Autre problème pour les mineures, la prise en charge : le décret d'application à ce sujet est également très attendu car, actuellement, certains établissements refusent ces jeunes filles.
Un forfait à revaloriser
Au-delà des nouvelles dispositions, reste à régler plusieurs questions de fond. Tout d'abord l'avenir des centres d'IVG (CIVG), dont les activités doivent être rattachées aux structures hospitalières. Ce rattachement, souligne la délégation, doit respecter leur spécificité. Ensuite, l'insuffisance du nombre de praticiens disposés à pratiquer les IVG, les jeunes médecins n'étant guère attirés « par une activité médicale mal rémunérée et peu valorisante ». Transformer les postes de vacataires en postes de contractuels et de praticiens hospitaliers serait une première réponse. Revaloriser les tarifs, inchangés depuis le début de 1991, en serait une autre. Les forfaits (169,55 euros pour une IVG instrumentale et 199,93 euros pour l'IVG médicamenteuse) ne tiennent pas compte de toutes les consultations, ni de l'échographie et de certains actes. Et ne faudrait-il pas remettre en question le principe du forfait ? Bernard Kouchner se déclare favorable à la cotation de l'acte d'IVG dans la nomenclature générale tout en soulignant les compétences de la CNAM dans ce domaine. Et au-delà du forfait, il faut, selon la délégation, un effort budgétaire pour renforcer les équipes hospitalières pratiquant l'IVG en personnels et en matériels.
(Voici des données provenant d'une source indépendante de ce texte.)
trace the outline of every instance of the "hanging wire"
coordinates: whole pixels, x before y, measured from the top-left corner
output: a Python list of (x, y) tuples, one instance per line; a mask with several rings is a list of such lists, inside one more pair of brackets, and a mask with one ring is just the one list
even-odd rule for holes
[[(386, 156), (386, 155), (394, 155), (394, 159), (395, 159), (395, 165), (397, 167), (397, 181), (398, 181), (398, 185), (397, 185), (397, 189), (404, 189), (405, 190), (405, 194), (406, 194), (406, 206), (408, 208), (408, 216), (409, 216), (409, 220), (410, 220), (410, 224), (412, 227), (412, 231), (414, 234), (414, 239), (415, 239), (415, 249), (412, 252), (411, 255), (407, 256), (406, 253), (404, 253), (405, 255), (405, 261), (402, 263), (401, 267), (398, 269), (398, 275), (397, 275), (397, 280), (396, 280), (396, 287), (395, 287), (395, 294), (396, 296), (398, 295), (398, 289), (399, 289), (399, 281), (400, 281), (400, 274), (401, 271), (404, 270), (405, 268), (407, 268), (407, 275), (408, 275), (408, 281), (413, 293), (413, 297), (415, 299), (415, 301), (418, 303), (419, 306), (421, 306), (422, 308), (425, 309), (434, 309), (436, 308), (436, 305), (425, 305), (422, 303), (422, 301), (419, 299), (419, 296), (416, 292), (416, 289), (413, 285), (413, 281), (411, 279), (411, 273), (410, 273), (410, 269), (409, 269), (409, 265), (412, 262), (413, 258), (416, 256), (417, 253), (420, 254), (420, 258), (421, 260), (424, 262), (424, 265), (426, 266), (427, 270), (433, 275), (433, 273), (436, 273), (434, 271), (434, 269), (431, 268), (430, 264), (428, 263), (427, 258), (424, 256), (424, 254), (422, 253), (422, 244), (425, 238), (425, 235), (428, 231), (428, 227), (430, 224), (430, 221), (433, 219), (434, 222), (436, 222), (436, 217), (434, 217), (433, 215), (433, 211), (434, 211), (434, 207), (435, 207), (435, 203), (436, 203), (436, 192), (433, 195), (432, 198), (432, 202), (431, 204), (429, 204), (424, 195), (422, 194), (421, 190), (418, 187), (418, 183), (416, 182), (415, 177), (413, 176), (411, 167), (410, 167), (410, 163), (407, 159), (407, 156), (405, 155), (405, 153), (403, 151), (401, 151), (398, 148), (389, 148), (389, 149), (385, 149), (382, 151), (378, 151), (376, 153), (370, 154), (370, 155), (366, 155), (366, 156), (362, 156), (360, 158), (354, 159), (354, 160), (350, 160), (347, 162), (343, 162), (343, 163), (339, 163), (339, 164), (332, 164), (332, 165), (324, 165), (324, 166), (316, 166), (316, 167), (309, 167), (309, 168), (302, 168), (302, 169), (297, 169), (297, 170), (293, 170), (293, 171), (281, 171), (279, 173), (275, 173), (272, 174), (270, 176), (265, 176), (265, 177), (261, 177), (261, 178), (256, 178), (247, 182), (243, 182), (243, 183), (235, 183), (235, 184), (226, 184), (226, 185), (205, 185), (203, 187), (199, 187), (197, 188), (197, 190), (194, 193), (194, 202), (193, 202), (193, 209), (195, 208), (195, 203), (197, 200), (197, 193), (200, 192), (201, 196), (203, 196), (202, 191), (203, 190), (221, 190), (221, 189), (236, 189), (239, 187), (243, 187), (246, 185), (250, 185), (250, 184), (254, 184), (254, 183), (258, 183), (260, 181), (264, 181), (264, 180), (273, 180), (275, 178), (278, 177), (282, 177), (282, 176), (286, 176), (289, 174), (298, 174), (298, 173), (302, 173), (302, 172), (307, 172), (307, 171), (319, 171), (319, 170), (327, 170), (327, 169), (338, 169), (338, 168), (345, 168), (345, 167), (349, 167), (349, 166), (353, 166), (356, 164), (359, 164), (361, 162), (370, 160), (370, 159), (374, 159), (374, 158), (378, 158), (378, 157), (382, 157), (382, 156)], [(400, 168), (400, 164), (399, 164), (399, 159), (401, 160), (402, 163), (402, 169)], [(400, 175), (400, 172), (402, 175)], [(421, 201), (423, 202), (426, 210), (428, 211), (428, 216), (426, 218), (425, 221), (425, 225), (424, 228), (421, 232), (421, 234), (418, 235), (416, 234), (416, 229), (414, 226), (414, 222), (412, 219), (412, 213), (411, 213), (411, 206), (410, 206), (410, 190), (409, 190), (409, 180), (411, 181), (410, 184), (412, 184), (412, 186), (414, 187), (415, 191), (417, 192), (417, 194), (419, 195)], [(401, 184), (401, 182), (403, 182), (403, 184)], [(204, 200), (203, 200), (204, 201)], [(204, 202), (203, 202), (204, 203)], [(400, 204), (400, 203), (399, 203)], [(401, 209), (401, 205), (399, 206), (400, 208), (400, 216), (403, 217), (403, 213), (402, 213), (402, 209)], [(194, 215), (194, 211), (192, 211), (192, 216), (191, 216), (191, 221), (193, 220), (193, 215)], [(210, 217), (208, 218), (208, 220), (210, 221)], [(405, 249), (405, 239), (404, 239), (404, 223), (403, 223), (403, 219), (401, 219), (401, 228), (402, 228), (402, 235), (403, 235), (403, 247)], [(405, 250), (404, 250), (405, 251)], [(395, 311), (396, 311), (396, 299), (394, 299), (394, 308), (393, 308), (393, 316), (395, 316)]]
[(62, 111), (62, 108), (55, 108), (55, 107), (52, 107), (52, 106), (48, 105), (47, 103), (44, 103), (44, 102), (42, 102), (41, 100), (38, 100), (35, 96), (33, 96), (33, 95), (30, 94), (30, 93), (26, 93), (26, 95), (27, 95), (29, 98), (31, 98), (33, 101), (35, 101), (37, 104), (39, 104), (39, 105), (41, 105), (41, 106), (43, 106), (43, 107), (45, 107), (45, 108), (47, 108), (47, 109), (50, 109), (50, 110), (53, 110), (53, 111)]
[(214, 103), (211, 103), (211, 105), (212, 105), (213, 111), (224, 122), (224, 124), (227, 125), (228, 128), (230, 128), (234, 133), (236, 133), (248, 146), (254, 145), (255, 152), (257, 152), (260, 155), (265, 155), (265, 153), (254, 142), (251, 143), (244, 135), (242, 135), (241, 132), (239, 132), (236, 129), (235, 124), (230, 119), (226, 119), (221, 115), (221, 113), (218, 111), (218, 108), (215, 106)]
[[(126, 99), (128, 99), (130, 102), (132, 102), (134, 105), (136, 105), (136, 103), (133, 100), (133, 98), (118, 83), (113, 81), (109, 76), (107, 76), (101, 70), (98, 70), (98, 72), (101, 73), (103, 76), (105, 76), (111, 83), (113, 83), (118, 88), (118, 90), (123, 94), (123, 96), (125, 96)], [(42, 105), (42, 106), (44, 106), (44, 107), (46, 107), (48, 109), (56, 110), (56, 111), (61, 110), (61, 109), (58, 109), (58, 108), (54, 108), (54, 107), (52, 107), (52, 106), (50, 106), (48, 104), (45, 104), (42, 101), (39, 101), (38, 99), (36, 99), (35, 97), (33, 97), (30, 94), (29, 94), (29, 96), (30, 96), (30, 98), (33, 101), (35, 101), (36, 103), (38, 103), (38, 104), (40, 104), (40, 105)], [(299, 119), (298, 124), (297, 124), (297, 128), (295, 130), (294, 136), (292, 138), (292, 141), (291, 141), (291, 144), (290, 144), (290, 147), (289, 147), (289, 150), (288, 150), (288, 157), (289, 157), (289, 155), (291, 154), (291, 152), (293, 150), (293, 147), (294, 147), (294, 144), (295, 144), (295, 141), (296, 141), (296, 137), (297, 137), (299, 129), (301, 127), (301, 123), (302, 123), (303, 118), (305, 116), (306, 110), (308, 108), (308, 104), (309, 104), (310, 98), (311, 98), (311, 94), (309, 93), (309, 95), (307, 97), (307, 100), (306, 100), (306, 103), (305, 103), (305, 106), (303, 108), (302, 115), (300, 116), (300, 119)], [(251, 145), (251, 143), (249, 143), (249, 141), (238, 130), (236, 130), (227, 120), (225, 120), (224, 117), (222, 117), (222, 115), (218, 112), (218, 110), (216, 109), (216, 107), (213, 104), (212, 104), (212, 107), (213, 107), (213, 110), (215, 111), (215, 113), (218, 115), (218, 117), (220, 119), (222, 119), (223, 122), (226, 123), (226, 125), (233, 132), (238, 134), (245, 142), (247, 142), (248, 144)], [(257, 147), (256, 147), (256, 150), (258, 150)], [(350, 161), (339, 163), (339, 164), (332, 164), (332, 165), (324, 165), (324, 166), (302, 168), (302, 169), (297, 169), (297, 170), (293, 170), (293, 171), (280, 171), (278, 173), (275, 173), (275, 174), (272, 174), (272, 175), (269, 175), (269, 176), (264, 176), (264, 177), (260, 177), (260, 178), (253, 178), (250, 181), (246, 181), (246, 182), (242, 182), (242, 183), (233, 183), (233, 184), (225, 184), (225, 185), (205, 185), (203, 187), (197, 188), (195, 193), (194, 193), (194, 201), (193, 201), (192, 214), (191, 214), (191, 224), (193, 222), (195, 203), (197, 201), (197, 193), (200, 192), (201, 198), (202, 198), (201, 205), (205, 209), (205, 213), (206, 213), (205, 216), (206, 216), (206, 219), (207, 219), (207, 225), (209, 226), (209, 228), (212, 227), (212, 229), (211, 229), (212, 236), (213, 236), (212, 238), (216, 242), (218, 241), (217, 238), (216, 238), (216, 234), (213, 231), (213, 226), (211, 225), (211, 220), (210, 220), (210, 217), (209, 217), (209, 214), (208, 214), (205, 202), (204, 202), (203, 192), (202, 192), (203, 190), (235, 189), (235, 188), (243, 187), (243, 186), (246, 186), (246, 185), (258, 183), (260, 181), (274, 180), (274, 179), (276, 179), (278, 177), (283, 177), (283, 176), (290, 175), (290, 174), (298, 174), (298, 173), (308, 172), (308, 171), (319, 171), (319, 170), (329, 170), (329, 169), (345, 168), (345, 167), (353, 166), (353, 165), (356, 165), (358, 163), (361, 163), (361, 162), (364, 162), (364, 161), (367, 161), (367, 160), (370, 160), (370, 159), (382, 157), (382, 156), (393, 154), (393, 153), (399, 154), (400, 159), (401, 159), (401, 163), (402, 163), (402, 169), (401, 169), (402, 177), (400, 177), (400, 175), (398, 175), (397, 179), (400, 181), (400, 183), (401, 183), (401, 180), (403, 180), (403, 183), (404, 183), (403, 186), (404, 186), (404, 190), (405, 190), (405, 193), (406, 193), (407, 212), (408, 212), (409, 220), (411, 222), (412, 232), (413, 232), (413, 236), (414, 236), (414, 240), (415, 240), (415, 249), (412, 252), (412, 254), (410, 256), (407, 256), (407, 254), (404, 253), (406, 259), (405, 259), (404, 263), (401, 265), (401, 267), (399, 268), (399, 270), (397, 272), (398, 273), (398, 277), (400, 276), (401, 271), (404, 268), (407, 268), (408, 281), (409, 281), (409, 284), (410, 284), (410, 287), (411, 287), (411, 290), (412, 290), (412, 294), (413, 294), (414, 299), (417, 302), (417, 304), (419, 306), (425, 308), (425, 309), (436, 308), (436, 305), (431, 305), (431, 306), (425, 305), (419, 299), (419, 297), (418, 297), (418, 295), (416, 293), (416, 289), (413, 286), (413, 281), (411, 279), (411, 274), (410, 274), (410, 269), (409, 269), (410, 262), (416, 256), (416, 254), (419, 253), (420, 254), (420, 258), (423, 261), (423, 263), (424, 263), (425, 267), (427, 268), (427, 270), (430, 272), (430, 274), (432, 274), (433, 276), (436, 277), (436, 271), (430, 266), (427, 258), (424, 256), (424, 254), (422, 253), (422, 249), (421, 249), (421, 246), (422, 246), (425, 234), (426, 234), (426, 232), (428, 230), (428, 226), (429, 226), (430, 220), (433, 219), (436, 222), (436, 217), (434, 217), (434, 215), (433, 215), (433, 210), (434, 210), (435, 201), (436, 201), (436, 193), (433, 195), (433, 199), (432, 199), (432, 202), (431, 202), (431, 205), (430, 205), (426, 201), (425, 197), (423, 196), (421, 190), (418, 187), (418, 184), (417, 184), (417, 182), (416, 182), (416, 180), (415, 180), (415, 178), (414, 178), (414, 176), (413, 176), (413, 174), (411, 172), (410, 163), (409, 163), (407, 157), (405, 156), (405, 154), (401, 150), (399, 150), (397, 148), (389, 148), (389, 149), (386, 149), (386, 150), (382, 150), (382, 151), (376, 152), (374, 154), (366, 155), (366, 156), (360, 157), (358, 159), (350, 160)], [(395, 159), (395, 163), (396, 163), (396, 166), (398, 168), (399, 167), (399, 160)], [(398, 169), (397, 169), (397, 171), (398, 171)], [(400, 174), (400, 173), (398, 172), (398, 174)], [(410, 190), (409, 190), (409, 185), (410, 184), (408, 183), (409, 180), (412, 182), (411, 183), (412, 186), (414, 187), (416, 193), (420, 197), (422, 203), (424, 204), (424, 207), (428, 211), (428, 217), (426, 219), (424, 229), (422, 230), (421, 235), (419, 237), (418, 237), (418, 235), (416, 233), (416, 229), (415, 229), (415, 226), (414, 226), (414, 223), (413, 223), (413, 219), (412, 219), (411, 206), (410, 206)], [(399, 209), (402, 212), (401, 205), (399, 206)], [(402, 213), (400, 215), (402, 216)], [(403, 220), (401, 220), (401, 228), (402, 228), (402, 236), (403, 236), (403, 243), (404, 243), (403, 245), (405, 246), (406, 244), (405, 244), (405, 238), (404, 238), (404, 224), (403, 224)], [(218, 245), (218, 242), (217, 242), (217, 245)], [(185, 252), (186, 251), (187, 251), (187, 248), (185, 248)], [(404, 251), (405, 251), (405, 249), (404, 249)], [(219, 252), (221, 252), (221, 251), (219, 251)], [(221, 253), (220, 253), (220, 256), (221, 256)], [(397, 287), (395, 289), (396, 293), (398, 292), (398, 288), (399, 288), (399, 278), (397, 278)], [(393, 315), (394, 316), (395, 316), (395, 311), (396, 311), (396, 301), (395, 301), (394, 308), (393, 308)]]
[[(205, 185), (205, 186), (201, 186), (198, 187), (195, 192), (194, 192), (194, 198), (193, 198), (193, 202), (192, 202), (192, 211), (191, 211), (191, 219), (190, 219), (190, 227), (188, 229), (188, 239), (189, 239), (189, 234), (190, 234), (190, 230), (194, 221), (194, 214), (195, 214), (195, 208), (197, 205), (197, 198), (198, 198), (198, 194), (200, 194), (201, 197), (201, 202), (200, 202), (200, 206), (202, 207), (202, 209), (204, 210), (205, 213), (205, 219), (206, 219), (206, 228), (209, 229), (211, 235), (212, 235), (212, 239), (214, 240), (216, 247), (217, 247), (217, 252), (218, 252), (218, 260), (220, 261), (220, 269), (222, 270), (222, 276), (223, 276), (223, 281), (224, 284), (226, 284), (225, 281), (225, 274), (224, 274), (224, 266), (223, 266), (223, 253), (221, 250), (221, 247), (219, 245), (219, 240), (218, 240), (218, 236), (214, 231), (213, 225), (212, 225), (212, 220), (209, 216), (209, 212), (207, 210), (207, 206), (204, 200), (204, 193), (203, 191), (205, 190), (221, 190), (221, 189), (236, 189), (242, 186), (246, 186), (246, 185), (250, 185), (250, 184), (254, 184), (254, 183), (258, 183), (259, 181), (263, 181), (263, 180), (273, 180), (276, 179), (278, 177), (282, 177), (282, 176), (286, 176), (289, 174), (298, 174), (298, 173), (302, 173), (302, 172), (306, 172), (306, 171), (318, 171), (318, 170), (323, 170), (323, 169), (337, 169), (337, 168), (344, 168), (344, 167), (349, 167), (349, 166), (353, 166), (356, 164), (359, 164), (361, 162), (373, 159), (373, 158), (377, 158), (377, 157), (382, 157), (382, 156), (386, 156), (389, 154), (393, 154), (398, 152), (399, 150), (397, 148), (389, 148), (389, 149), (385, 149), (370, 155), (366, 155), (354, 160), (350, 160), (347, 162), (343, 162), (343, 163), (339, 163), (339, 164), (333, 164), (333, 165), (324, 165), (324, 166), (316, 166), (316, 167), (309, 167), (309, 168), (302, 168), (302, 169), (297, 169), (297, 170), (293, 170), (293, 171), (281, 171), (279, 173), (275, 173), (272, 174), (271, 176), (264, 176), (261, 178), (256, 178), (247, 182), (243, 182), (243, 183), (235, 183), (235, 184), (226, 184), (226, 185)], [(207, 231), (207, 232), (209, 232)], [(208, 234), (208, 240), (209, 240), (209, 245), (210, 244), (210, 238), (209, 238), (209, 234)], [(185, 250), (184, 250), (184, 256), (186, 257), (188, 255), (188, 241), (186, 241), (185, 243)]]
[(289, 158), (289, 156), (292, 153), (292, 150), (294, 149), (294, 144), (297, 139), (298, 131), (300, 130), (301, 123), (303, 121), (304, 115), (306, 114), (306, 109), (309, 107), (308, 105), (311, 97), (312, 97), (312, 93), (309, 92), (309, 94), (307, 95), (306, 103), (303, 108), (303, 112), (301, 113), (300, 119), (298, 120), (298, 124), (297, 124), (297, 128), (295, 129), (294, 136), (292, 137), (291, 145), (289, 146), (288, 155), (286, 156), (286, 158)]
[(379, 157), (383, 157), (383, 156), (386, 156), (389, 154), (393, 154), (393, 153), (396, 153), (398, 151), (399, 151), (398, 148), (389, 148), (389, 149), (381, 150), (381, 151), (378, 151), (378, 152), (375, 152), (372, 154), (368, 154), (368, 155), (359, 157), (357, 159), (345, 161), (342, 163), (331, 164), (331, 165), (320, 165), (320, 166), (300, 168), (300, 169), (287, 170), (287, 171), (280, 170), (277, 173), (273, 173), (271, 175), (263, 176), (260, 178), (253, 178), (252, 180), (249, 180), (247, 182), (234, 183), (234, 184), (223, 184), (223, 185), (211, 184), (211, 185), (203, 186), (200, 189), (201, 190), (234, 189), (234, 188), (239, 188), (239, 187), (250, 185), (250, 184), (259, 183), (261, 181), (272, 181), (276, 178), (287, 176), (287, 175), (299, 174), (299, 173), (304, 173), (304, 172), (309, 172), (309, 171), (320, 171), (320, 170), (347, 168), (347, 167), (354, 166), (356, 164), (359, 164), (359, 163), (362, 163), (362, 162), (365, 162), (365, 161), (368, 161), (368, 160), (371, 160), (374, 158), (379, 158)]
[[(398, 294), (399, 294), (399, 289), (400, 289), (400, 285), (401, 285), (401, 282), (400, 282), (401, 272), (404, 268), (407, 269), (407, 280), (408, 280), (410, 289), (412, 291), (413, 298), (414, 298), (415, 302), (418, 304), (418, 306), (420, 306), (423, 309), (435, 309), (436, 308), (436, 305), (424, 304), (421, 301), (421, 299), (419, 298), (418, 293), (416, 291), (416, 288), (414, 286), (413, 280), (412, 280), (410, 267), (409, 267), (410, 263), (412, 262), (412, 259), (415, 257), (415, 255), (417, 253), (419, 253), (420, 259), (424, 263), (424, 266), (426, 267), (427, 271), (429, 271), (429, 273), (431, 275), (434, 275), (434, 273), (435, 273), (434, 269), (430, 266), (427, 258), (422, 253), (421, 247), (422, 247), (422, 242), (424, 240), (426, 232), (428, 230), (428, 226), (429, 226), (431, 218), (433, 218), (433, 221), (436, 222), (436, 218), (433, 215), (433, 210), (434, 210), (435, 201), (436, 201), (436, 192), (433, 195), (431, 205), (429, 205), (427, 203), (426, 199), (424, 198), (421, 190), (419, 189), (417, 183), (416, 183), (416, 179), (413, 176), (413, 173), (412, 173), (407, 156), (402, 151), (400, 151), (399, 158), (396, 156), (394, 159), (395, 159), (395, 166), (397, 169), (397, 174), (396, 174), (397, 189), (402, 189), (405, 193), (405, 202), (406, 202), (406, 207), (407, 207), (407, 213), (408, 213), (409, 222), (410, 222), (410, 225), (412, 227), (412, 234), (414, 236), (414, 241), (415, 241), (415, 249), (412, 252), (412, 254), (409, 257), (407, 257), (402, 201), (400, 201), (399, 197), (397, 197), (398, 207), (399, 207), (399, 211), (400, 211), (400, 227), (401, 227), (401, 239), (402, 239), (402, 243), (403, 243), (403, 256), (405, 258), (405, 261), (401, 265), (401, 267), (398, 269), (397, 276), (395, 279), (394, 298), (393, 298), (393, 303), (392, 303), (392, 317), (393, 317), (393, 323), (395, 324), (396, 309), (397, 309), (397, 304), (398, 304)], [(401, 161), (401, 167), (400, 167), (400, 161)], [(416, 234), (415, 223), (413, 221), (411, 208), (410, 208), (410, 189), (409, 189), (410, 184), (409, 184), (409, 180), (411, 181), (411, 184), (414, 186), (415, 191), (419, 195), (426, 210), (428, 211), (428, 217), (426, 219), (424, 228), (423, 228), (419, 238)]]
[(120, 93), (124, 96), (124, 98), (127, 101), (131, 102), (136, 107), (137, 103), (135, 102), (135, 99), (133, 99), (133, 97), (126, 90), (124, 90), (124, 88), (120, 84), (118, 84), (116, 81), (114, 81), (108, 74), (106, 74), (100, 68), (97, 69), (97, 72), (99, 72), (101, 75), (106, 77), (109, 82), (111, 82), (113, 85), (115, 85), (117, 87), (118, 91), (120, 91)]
Avec les mesures pour la contraception, c'est « toutun arsenal qui se met en place pour traiter au mieux et au plus tôt les IVG et pour les prévenir », conclut le rapport de la délégation aux Droits des femmes, en espérant une baisse du nombre d'IVG, jusqu'à rejoindre le taux le plus bas du monde, celui des Pays-Bas (6,5 pour mille).
* Et à l'égalité des chances entre les hommes et les femmes, selon son intitulé exact.